August 3, 2021 by Jordan Deglise Moore

We are proud to open Ira Deutchman’s excellent new movie about the American art film exhibition business, Searching for Mr.Rugoff, on Friday, August 13 at the Monica Film Center. In The New Yorker, Anthony Lane wrote, “Searching for Mr.Rugoff is an entertaining and instructive jaunt, and it bristles with small shocks.” In Owen Gleiberman’s Variety review, he described it as “an enthralling documentary that movie buffs everywhere will want to see…as essential as any chapter of Easy Riders, Raging Bulls. Ira wrote the following for us:

Searching for Mr. Rugoff, the documentary film that I made and that is opening around the country in August, is the story of a colorful and difficult person who personified the kind of characters who helped to create the art film business as we know it today. In focusing on this particular person, I in no way meant to imply that he was alone in these pursuits. In fact, the project originated as what I thought was going to be an oral history of the art film business as it matured in the 1960’s and 70’s. I ended up focusing on Rugoff because, as a former employee, it was a story that I thought I could tell, but I also interviewed a number of other key figures from that period including Dan Talbot, Meyer Ackerman, Randy Finley and Bob Laemmle.

The thing these folks all had in common was a love of movies and a keen awareness of the tastes and appetites of their own audiences. The business at that time was very much a local enterprise. The success of a particular cinema was a function of location, carving out a specific identity and having the creative energy to make people aware of what was playing. While the distributors would provide a menu of films and the materials to market them, it was up to the local exhibitors to engage directly with the audience. The best exhibitors were the ones who were the most creative in that endeavor. We refer to this now as “old fashioned showmanship,” but it was hardly old-fashioned at the time. It was a critical part of the business. This was even true for major studio films.

This all changed in 1975, when Jaws was released nationally and became a phenomenon. Distributors realized that a wide release, supported by national advertising, was more efficient and had more blockbuster potential than the slower local rollouts that had been the norm up until then. This effectively shifted the marketing responsibility from exhibitors to distributors and is the way most films are generally released to this day.

Independent Film Producer, Distributor, Marketer, Columbia University Professor and Cubs Fan Ira Deutchman.
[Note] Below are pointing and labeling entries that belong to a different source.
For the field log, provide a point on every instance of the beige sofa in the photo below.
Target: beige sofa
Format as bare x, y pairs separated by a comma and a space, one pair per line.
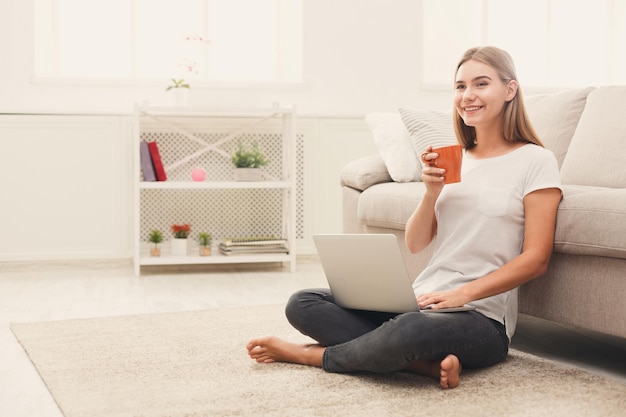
585, 285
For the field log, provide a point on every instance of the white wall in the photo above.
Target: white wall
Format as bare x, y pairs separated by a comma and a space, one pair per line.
59, 202
359, 56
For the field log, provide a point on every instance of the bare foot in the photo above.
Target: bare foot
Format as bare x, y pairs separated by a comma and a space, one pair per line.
272, 349
449, 372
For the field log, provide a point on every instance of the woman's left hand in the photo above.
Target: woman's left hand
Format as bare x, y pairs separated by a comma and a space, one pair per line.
442, 299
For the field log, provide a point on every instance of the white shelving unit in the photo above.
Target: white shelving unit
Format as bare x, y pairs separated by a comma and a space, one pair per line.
191, 138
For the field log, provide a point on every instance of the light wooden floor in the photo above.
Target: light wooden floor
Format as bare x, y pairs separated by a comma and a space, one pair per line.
58, 291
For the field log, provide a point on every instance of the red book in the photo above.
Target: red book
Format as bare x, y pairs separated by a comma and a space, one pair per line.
156, 161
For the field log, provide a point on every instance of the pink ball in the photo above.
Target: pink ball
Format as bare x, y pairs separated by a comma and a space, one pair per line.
198, 174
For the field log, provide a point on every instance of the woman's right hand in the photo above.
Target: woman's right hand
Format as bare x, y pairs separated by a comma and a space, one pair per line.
432, 176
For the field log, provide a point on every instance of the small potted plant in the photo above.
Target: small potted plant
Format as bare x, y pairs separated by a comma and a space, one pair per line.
155, 237
205, 239
248, 162
179, 243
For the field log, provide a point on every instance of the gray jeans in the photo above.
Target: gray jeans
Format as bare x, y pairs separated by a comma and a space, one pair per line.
358, 340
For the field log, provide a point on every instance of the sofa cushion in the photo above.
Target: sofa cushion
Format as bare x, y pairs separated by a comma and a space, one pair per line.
365, 172
394, 145
597, 153
428, 128
389, 205
555, 116
592, 221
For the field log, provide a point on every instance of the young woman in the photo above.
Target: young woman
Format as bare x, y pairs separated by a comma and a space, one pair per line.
492, 232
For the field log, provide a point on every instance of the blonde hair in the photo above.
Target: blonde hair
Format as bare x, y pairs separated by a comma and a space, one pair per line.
517, 126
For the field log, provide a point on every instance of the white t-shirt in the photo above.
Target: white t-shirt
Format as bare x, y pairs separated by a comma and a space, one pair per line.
480, 224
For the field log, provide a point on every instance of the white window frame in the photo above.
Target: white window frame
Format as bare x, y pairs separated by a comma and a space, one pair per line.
551, 49
288, 58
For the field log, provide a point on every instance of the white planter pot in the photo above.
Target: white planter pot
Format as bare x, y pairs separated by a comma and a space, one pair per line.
178, 247
179, 97
248, 174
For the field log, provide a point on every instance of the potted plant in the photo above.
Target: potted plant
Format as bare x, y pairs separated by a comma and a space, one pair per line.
155, 237
205, 239
179, 243
248, 162
179, 91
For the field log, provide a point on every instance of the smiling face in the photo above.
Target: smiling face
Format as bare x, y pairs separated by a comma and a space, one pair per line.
481, 94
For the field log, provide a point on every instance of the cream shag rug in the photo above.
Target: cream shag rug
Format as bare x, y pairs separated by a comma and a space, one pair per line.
195, 364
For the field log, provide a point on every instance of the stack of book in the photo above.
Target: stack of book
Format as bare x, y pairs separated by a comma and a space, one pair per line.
151, 164
253, 245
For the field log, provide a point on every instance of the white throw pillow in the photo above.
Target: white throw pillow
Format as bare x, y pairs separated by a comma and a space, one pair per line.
395, 147
428, 128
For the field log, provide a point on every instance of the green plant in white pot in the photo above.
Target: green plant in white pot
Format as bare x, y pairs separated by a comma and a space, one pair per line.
179, 92
205, 240
248, 162
155, 237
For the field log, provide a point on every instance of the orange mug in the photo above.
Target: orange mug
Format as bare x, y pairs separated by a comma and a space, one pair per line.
450, 158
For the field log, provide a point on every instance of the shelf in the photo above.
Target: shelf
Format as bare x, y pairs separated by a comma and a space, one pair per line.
215, 185
214, 112
215, 258
191, 138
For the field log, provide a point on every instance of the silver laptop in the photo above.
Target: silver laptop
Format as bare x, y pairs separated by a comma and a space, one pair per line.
367, 272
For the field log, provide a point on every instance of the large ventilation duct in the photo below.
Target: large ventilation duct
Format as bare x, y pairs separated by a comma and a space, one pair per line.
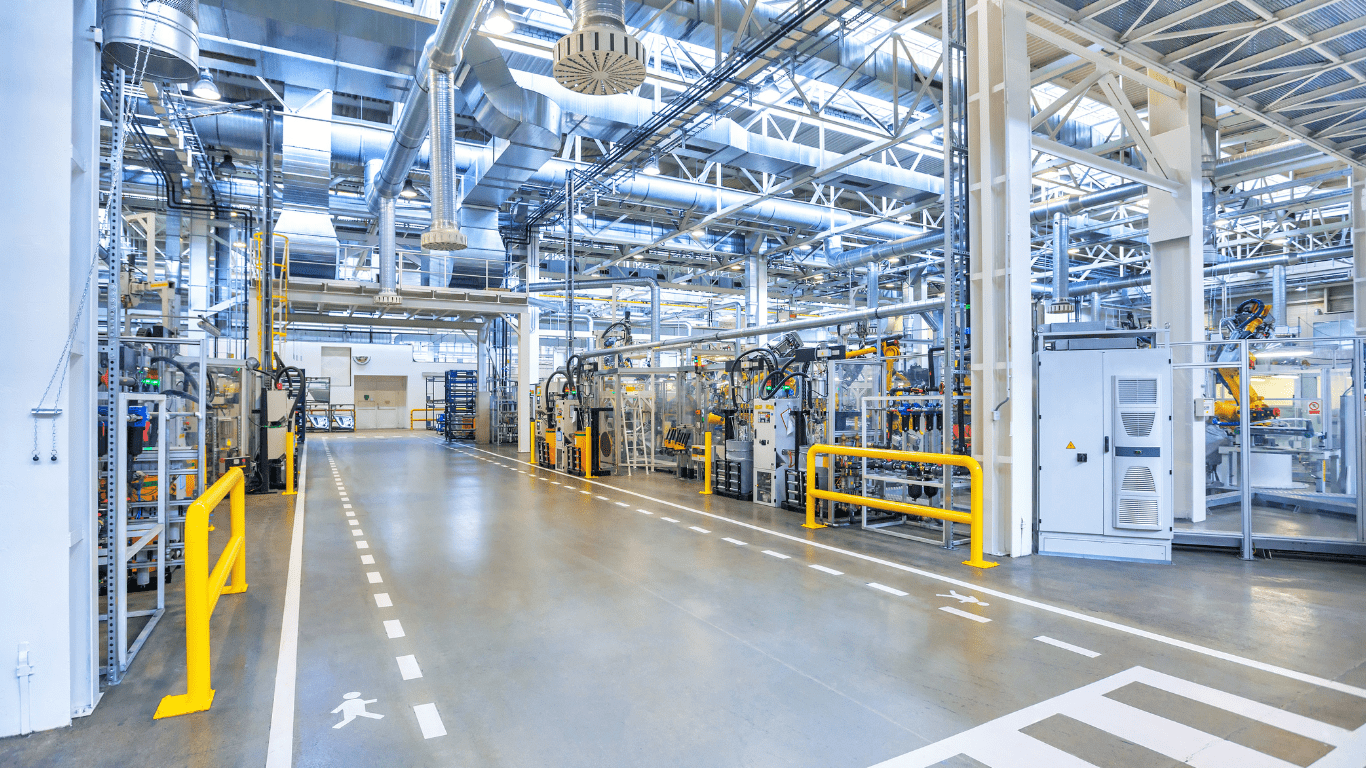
153, 38
443, 51
598, 56
306, 170
444, 234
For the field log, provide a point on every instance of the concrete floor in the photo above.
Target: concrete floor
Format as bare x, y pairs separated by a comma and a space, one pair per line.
553, 622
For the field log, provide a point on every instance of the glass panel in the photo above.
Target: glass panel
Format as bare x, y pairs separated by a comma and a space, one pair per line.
1302, 422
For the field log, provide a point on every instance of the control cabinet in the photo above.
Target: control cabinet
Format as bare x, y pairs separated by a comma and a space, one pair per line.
1104, 451
775, 447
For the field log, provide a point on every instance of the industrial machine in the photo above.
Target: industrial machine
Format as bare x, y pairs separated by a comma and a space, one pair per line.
1104, 444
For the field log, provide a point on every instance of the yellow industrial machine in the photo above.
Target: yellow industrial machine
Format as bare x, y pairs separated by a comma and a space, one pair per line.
1250, 321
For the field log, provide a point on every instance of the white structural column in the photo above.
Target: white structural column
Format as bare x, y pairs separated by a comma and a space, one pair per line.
1359, 248
999, 194
47, 529
1176, 238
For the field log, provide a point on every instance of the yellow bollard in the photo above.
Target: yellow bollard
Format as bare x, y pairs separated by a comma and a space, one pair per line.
706, 470
288, 465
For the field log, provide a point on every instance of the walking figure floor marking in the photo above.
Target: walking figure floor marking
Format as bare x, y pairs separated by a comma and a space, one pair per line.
354, 707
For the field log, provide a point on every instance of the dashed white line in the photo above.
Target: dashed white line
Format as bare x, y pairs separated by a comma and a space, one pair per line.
429, 720
888, 589
965, 614
409, 667
1067, 647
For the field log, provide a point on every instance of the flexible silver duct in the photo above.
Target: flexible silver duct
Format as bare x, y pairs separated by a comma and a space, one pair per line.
388, 256
443, 234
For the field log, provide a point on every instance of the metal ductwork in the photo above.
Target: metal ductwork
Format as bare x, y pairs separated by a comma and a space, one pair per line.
306, 170
443, 234
441, 51
598, 56
155, 40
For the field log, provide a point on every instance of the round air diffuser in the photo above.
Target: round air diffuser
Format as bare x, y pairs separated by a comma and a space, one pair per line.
600, 58
157, 40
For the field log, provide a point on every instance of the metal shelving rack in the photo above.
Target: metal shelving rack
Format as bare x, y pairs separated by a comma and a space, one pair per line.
461, 394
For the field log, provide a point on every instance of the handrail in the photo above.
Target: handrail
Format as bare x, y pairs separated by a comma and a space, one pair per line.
973, 518
414, 412
202, 588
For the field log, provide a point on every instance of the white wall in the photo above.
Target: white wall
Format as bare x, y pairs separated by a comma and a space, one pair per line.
385, 360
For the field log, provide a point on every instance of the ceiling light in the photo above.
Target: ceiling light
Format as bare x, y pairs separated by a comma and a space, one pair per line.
499, 21
205, 88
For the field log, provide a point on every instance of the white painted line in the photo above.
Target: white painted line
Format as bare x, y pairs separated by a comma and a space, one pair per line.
1032, 603
409, 667
965, 614
429, 720
279, 752
1067, 647
894, 591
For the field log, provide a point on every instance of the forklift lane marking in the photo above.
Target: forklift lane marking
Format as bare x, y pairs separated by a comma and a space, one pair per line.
1027, 601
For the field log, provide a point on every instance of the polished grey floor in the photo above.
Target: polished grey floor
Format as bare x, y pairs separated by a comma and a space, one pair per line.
553, 622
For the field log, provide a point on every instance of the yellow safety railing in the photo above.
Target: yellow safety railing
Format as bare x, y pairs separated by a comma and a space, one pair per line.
973, 518
204, 588
413, 416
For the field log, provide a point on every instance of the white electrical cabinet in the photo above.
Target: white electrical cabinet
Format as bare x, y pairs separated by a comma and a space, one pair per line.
1104, 451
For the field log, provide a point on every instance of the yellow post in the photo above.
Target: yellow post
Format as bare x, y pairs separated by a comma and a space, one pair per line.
204, 588
288, 463
706, 470
973, 518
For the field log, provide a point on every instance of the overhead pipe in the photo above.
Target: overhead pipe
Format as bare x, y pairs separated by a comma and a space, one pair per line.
443, 51
870, 313
608, 282
1225, 268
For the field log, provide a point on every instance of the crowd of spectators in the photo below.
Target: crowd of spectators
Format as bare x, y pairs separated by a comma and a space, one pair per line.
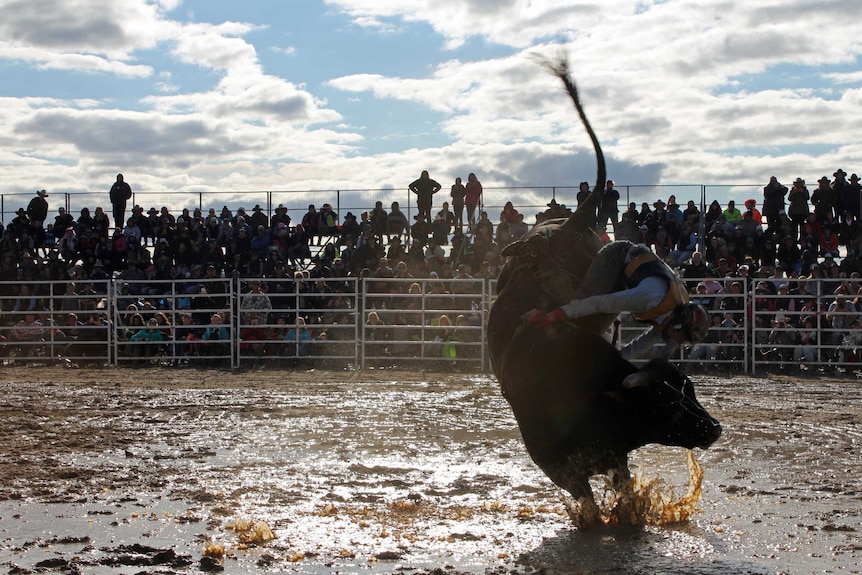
775, 246
797, 252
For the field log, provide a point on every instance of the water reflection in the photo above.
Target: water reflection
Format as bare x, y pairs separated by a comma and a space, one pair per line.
360, 476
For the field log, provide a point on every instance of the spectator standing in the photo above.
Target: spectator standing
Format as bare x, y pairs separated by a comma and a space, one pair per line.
853, 197
424, 188
458, 193
396, 221
609, 209
37, 212
472, 199
773, 200
120, 193
824, 200
732, 213
798, 210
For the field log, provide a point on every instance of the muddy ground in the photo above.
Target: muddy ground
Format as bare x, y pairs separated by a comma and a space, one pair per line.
169, 471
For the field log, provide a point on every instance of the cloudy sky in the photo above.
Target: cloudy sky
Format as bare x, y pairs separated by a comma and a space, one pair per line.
202, 95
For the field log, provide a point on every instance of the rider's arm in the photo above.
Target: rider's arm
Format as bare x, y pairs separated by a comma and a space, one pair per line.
645, 296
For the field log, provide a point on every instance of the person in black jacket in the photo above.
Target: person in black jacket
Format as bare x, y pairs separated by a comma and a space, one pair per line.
37, 212
120, 192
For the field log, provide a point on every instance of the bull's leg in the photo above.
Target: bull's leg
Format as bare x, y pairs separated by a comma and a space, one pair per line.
580, 503
626, 509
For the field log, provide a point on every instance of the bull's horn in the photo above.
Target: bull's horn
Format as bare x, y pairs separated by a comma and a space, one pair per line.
585, 212
637, 379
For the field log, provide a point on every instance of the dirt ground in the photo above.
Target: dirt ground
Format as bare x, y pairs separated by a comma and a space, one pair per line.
785, 473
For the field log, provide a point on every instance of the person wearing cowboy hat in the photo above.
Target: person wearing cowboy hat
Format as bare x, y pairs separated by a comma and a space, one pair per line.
279, 217
258, 218
773, 200
625, 276
825, 200
853, 197
19, 224
751, 206
37, 212
798, 210
732, 213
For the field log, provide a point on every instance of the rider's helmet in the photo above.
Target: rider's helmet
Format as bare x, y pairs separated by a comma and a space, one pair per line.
692, 320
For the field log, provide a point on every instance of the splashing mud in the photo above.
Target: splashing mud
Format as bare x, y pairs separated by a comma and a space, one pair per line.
640, 501
160, 471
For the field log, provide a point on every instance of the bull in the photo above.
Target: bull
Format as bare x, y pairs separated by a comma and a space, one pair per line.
580, 406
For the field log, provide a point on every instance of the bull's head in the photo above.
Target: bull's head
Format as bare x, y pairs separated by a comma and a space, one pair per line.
672, 414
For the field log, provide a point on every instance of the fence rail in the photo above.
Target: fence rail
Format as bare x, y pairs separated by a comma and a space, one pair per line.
529, 200
380, 322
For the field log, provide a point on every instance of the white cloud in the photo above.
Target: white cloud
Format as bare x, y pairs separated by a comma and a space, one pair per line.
676, 91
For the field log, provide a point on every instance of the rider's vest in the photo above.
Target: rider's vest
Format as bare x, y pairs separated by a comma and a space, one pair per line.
646, 265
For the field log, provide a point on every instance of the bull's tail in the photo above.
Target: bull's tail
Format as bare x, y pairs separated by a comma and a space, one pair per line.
584, 215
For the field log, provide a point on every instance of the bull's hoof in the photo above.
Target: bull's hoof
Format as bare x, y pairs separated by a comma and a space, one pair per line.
583, 511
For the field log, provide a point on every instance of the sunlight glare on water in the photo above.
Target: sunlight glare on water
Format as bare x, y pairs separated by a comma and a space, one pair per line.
361, 476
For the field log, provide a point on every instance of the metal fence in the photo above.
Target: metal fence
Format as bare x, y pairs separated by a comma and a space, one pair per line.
350, 323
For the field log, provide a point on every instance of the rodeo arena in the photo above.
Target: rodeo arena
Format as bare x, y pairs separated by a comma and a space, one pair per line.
310, 382
329, 276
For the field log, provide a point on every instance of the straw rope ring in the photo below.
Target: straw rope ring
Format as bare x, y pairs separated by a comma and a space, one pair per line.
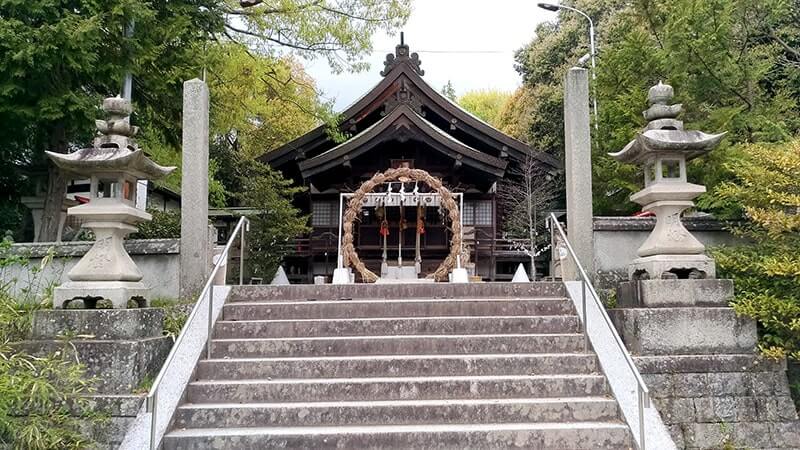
357, 201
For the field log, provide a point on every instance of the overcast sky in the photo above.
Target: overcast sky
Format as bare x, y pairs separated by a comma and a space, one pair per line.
469, 42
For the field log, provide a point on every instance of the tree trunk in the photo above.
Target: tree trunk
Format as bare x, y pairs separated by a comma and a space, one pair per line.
56, 189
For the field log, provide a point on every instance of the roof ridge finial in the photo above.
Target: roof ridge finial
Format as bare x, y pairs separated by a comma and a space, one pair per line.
402, 55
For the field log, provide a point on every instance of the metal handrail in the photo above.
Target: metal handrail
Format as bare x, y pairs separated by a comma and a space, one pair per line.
643, 394
208, 289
The exceptions to this were and are the art houses, who never lost their energy or ability to market directly to a local audiences. Those of you who are patrons of Laemmle Theaters can see this firsthand, even if you were not aware of how rare this has become. The fact that you reading this right now is an indication that you have a direct relationship with the folks who are running these theaters. This doesn’t happen by accident.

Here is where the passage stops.